To promote a culture of learning in your organization, consider offering:

  • Professional development stipends for online courses, books, and conference tickets.
  • Quarterly development check-ins with employees and development plans
  • Learning initiatives based on individual employees’ career growth plans. For example, Fuel Cycle provides internal workshops, certification programs, and professional coaching for their employees.

6. Purposeful Work

Want engaged and motivated employees? Of course you do. To help employees achieve work satisfaction – and for your organization to reach its goals – you want your people to understand and believe their work is purposeful. 

A McKinsey study found that 80% of employees who strongly believe their work is meaningful are more productive than those who don’t. Not only does having purposeful work benefit employees, but it can also help organizations as a whole. Having a shared understanding of purpose increases employee engagement and can lead to improved job satisfaction, higher morale, and better communication between colleagues. 
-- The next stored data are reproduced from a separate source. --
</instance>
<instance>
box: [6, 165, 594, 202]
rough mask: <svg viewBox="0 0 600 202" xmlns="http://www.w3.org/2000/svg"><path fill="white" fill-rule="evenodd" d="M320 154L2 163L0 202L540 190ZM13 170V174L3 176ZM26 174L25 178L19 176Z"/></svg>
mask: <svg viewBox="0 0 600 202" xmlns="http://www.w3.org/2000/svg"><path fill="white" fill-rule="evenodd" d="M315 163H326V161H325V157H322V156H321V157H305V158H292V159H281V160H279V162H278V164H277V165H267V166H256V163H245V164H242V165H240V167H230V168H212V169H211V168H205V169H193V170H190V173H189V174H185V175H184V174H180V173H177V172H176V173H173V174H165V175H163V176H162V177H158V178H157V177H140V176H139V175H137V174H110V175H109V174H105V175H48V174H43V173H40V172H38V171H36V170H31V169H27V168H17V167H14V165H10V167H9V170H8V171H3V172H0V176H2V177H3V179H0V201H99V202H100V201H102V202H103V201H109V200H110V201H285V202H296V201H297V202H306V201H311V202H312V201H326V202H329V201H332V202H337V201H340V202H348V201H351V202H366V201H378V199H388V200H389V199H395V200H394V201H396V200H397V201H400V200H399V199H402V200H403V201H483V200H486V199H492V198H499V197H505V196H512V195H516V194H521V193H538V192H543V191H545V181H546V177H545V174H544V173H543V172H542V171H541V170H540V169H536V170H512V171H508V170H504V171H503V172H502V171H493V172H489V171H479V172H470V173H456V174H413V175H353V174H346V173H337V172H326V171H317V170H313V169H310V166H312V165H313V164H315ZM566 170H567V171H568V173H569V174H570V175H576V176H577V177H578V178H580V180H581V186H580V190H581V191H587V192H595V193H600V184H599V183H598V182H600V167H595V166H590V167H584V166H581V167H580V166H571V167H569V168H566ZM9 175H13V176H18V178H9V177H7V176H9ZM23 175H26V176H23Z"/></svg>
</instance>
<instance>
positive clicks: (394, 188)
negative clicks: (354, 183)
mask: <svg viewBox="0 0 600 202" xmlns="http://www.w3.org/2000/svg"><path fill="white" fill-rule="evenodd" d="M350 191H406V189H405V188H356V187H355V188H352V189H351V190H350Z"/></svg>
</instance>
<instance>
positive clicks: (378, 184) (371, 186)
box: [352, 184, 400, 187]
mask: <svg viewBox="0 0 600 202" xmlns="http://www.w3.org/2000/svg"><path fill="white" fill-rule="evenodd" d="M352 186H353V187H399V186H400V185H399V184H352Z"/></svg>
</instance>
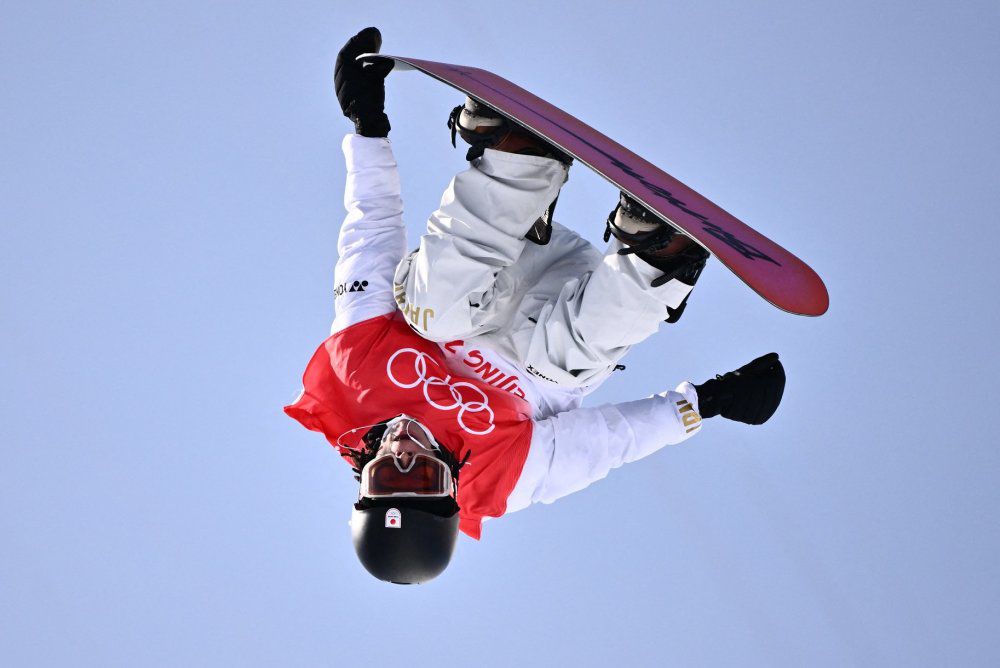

To help employees find meaning in their work, you should:

  • Clearly articulate your organization’s purpose and contribution to society. According to Harvard Business Review, employees who link their work to service and build positive workplace relationships find a sense of meaning in their professional lives. 
  • Tie individual OKRs to company goals. When individual goals are tied to your organization’s, employees will see how their work directly contributes to company success.
  • Encourage passion projects. When you allow employees to carve out time for their own projects, you may see benefits beyond people creating new features or processes. Brooke Weddle, a partner in McKinsey’s Washington, DC office, notes that healthy organizations encourage innovation and respond to shifts in employee behavior to “renew” themselves. When your people are happy, studies show increased employee productivity by 12%.

Next Steps to Determine Your Organizational Health

If you’re ready to start improving your organizational health, it’s time to complete an organizational health assessment, which helps identify areas of strength and areas that need improvement. 

Rajesh Krishnan, a McKinsey partner, suggests reevaluating your organizational health every two to five years to see where you are and what’s likely to lead you to success. And the most important aspect, he says, is determining what set of behaviors work. He explains: “Once you move the expectations from ‘let’s follow a recipe for success’ to the behavior being the unit at which change occurs, it just makes it tangible. I can get specific actions. If I act, I will improve the health of my team. As the statistics say, when that happens, the performance improves as well.”

Ultimately, you’ll gain valuable insight into the overall health of your company and make necessary changes to reach your desired objectives so you – and your people – can thrive.